Planetary health science is at the cusp of a critical development. We have abundant global data and unprecedented computing power, but our analytical tools are lagging. Conventional frameworks – disciplinary models or isolated studies – fail to capture the web of interconnections between societies, economies, and the biosphere. PHAS addresses this gap by introducing a large model approach for planetary health data. It is literally at the axis of planetary health research: integrating multiple axes of health, boundaries, and economic dimensions. By doing so, PHAS can help frame the big questions: How will interconnected shocks, such as pandemics, climate extremes and conflicts, propagate across regions? What policy mixes yield better outcomes for health and sustainability? Where are hidden leverage points in the global system?
Importantly, PHAS is designed to enrich the global scientific community. The system’s insights will be regularly released for peer review, and its scenarios will invite refinement by experts worldwide. We envisage PHAS as a strategic platform for collaboration: bringing together institutions with complementary expertise (e.g. climate scientists, economists, epidemiologists, data scientists) around a common modeling backbone.
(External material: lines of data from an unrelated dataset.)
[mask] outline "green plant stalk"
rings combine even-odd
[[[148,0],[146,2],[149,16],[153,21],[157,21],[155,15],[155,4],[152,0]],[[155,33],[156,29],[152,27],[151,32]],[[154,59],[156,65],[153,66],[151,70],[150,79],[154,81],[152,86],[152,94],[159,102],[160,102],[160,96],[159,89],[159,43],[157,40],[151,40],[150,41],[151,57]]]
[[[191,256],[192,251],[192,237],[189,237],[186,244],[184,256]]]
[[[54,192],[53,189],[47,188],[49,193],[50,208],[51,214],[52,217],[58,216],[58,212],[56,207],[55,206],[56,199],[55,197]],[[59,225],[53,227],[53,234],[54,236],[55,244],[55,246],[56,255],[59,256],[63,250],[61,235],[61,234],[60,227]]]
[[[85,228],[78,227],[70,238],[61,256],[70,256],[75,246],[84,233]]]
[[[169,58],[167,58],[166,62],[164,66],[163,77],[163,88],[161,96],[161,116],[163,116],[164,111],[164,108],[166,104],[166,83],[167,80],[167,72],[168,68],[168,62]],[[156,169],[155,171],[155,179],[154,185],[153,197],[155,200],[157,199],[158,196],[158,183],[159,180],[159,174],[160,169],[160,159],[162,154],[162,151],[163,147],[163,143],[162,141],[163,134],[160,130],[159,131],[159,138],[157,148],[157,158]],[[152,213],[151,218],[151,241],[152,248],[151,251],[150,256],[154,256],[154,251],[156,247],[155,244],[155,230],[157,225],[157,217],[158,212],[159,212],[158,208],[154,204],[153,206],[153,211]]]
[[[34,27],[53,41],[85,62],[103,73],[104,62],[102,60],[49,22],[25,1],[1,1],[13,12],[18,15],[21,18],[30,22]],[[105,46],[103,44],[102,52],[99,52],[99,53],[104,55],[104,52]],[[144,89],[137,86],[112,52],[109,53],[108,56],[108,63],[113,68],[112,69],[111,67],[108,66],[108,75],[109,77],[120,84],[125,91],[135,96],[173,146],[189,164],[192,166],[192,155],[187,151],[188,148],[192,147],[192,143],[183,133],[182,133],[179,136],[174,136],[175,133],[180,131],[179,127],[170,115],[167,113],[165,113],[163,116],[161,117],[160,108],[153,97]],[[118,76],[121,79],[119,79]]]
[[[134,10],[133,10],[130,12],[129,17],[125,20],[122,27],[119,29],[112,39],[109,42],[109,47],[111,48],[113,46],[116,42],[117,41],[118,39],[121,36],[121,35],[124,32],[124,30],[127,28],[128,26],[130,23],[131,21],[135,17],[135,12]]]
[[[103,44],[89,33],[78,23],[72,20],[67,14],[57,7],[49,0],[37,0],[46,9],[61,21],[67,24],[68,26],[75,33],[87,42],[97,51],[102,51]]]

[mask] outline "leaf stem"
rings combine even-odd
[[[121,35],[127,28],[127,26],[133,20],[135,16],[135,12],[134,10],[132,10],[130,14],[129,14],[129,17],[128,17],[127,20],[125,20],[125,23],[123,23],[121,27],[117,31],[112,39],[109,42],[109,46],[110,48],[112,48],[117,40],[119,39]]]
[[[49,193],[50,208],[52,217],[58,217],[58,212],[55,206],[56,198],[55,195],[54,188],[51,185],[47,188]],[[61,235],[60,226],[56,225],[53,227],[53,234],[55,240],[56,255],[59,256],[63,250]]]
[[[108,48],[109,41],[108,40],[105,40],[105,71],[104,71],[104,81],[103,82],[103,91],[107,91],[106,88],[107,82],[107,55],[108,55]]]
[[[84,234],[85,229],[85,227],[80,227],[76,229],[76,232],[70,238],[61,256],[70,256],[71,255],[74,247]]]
In sum, PHAS represents a breakthrough large-model AI platform built for the scale and intricacy of today’s challenges. It is timely and aligned with global priorities: climate change, pandemics, biodiversity loss, and sustainable development all intersect in the planetary health paradigm. By launching PHAS at the World Health Summit, we signal a commitment to next-generation science and multilateral cooperation. We invite leading scientists and institutions to engage with PHAS – whether by contributing data, refining models, or co-designing research questions – as we move together to safeguard planetary health.
While PHAS is specifically developed to address the challenges around Planetary Health, arguably the largest threat to human civilization of our times, understanding the complex epidemiological questions underpinning other mega trends in global health, such as chronic diseases and healthy aging, faces similar challenges.